How Japanese live a kaleidoscope of identities
A number of years ago, I found myself celebrating Christmas in the depths of Kyoto’s red-light district. The club was a time capsule of the bright and brash 1980s, albeit sparingly decorated in 100 yen store-bought tinsel, draped over the neon lights.
Amidst the flash and frivolity, we found a seat. My host was a high-ranking Buddhist monk and club regular, clearly as much a part of the furniture as the entertainers themselves. I felt uncomfortable, but this was his way of entertaining me whilst I was down in Kyoto. I didn’t know him well – a casual acquaintance of his from Tokyo – and I felt I knew him even less in this environment. It jarred with my preconception of what it meant to be a pious monk. Surely such a lifestyle was against every Buddhist notion of reaching enlightenment through shedding worldly desires?
“Isn’t it strange that a monk would be in a Kyabakura?” I asked him.
“During the day I am a monk and fulfill my duties as a monk wholeheartedly, but when I take my robes off I am no longer one. I am just a man,” he responded.
This reply might be jarring to a Western onlooker. Indeed, it reads as disingenuous. Surely a morally upright monk must devote his entire existence to his calling, in order to be true to it? How do you shrug off what could be seen as a paradox at best, hypocrisy at worst? Shades of grey are not fundamental to the fabric of Western identity. Rather, we lean towards oppositions: heaven versus hell, Democrat versus Republican, love versus hate. To take sides is important for your identity, and to be loyal to the side you have chosen is a strength of character.

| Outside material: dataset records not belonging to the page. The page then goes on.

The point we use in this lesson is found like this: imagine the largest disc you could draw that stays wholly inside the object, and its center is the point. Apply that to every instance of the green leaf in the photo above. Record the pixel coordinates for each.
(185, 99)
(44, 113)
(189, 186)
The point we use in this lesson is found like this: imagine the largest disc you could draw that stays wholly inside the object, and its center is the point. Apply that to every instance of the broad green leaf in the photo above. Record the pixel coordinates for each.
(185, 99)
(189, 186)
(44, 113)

“During the day I am a monk, but when I take my robes off, I am just a man”
In contrast, Buddhist cultures such as Japan’s are ever-changing, according to circumstance and context. As such, Buddhist thought sees the individual as a collection of instances loosely tied together; and so it is possible to be a monk and a man, just as a salaryman may dress up as a manga character at the weekend. The two worlds can exist independently without any implications for each other. You are your ‘true’ self in both instances.
To live a multitude of identities in Japan is common, if not the norm. Even as simple a concept as having a wardrobe of different styles, each combination with a clear purpose, responding to a certain context, is testament to that. Authenticity here is about committing to the role you want to embody in the most complete sense. (Of course, the flip side of this is the perception that you can only do a task properly if you look like you can. I have been told more than once by Japanese friends that I surely can’t be a consultant, as I don’t dress like one.)
In contrast, many Japanese people map out their lives as a variegated landscape of ‘lifestyles’: curated worlds that each capture a defined feeling, action, and aesthetic. Like a chameleon, the person changes their colour entirely to suit the context, without losing themselves in the process: what I would call ‘contextual authenticity’.
This shifting kaleidoscope can also be seen in the way Japanese businesses multiply the number of their brands and sub-brands, each with an entirely different look and operational approach. Doing this might seem irrational to a hardcore margin-optimization evangelist, but in the Japanese context it makes perfect sense: each brand should single-mindedly cater to an individual consumer lifestyle and need.
For example, local fast food chain MOS Burger has in recent years launched several different ventures that cater to different clusters of needs, which consumers would find inconsistent under one roof. MOS Cafe speaks to a more health-conscious female customer, who wants to enjoy a leisurely café menu based on rice and salads, but MOS Classic offers a premium and more adult version of its core burger range. Besides these, there are another eight MOS concepts to match differing lifestyles: something entirely unthinkable for a typical Western chain, which would fear the complexity.
Collaborate and cross-pollinate
Just as notable is how extremely well Japanese brands collaborate with other brands residing in the same lifestyle space. Cross-pollinating endorsements reaffirm each partner’s central role in defining a consumer lifestyle. Recently, Snow Peak and Suntory created a new energy drink for the ‘great outdoors’ called Peaker Bitter Energy. By combining Suntory’s bottled water brand from Japan’s southern Alps with Snow Peak’s image as ‘outdoor lifestyle creators’, they have co-created a valuable and precisely-targeted new product.
Outside Japan, it is more usual to see brands locked into concepts rather than expanding into differing consumer worlds. There are exceptions, of course. Newspapers with clear consumer typologies have made great efforts to leverage the lifestyle they stand for. The Guardian in the UK and Die Zeit in German – respectively writing for the left-leaning, middle class intellectual, and the centrist, cultural elitist – have developed magazines, lecture series, dating portals, package tours, and even wine clubs. Nevertheless, brands in the West lag behind, cautious of working together in case they lose power or definition.
This makes me think that there is plenty of potential for global brands to begin thinking of consumers as multi-dimensional, and to pay close attention to how Japanese brands navigate their customers’ multiple identities. That said, the thought of a priest in a brothel will remain the beginning of a bad joke for a while longer.